COMMUNICATION N’EST PAS INFORMATION

Nous pensons qu’un bon guide de restaurants doit choisir le camp du lecteur, pas celui des chefs et de l’entre-soi, des clubs, des confréries, des journalistes-copains des chefs, des annonceurs. C’est depuis toujours notre conception de travail.

La force de l’anonymat, blogueurs et« journalistes »  dont les photos de minois dégoulinent sur les réseaux sociaux ne connaissent pas. Parfois seul sur l’image façon « photomaton », parfois aussi en compagnie de cuisiniers façon « photo-marmiton », ce qui nous fait toujours bien rigoler les poils du dos. Comment dès lors établir une critique sérieuse d’un chef à qui on fait la bise?

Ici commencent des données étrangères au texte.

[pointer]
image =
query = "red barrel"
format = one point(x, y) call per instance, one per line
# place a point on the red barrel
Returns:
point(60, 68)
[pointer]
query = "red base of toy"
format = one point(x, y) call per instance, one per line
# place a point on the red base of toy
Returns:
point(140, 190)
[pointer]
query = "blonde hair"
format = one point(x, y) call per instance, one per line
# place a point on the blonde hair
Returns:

Réserver une table avec un nom d’emprunt et un numéro de téléphone inconnu au bataillon. Du coup, on ne vous réserve pas la meilleure table, vous êtes dans les conditions identiques au lecteur, parfois dans les courants d’air ou à côté de la porte des toilettes que vous prenez dans le pif chaque fois qu’un client en sort. Parfois même les bons jours de pêche à aigrefin, le taulier indélicat vous escroque de 1€ et plus sur votre note. Bref! Rien de tel qu’un périmètre non sécurisé pour prendre la mesure d’un restaurant, sentir son souffle sur l’épaule, sa vraie nature.

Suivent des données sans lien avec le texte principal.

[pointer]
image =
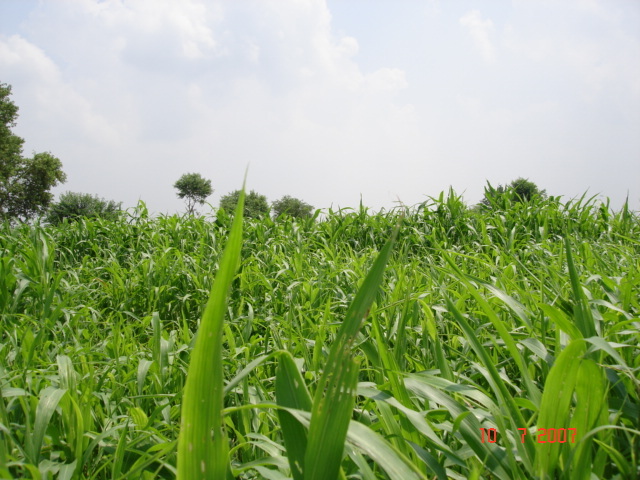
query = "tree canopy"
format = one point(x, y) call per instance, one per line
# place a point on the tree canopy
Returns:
point(194, 188)
point(255, 205)
point(72, 206)
point(291, 206)
point(24, 182)
point(519, 190)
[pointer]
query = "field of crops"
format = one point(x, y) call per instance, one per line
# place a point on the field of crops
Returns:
point(483, 343)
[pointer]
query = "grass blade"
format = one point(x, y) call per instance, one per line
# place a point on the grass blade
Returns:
point(203, 449)
point(333, 401)
point(292, 392)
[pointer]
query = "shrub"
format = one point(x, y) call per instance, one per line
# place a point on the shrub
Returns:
point(74, 205)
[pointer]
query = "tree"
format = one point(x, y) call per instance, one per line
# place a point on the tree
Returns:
point(24, 182)
point(194, 188)
point(519, 190)
point(525, 189)
point(255, 205)
point(73, 206)
point(292, 206)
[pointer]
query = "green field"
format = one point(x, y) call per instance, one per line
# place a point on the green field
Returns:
point(333, 355)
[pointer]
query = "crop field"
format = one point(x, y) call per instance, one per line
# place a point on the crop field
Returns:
point(431, 342)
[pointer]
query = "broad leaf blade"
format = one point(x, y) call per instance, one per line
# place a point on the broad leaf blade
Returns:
point(203, 449)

J’ai appris avec le temps à apprécier mon physique commun: il m’est utile! Bien sûr, je suis parfois reconnu dans le cadre d’un test. Notre travail sur le terrain ne peut pas exister depuis presque 30 ans sans ce genre d’anicroches. Dans ce cas, vous savez que votre test sera différent. Alors il faudra estimer les assiettes voisines, entendre la musique, observer les risettes ciblées, sentir ce qui n’est pas dans le rythme habituel,discerner le chronique de l’exceptionnel. Le restaurateur ne rend d’ailleurs pas service à l’apprenti de salle en l’informant de notre présence à sa table. S’il est pris de trac, les couverts volent, les joues rougissent, c’est toujours ainsi.

Surtout, éviter de se prendre d’amitié: elle parasite le jugement. Le lecteur demande juste une info pertinente et utile, info qui l’aiguillera à ces restaurants. Alors tu fais avec rigueur ton boulot de cobaye ambulant, raison pour laquelle beaucoup de cuisiniers détestent « Le Bouche à Oreille ». Le milieu de la sauce supporte mal la critique. Ce qui explique la corruption des guides et des blogs de restaurants qui se font rincer le bourrelet… et trompent le lecteur! De notre côté: on réserve, on prend la voiture ou le vélo, on mange (si c’est bon…), on paye (toujours), on pose l’œil et on se grave la situation dans le ciboulot. Et puis on narre et parfois on se marre.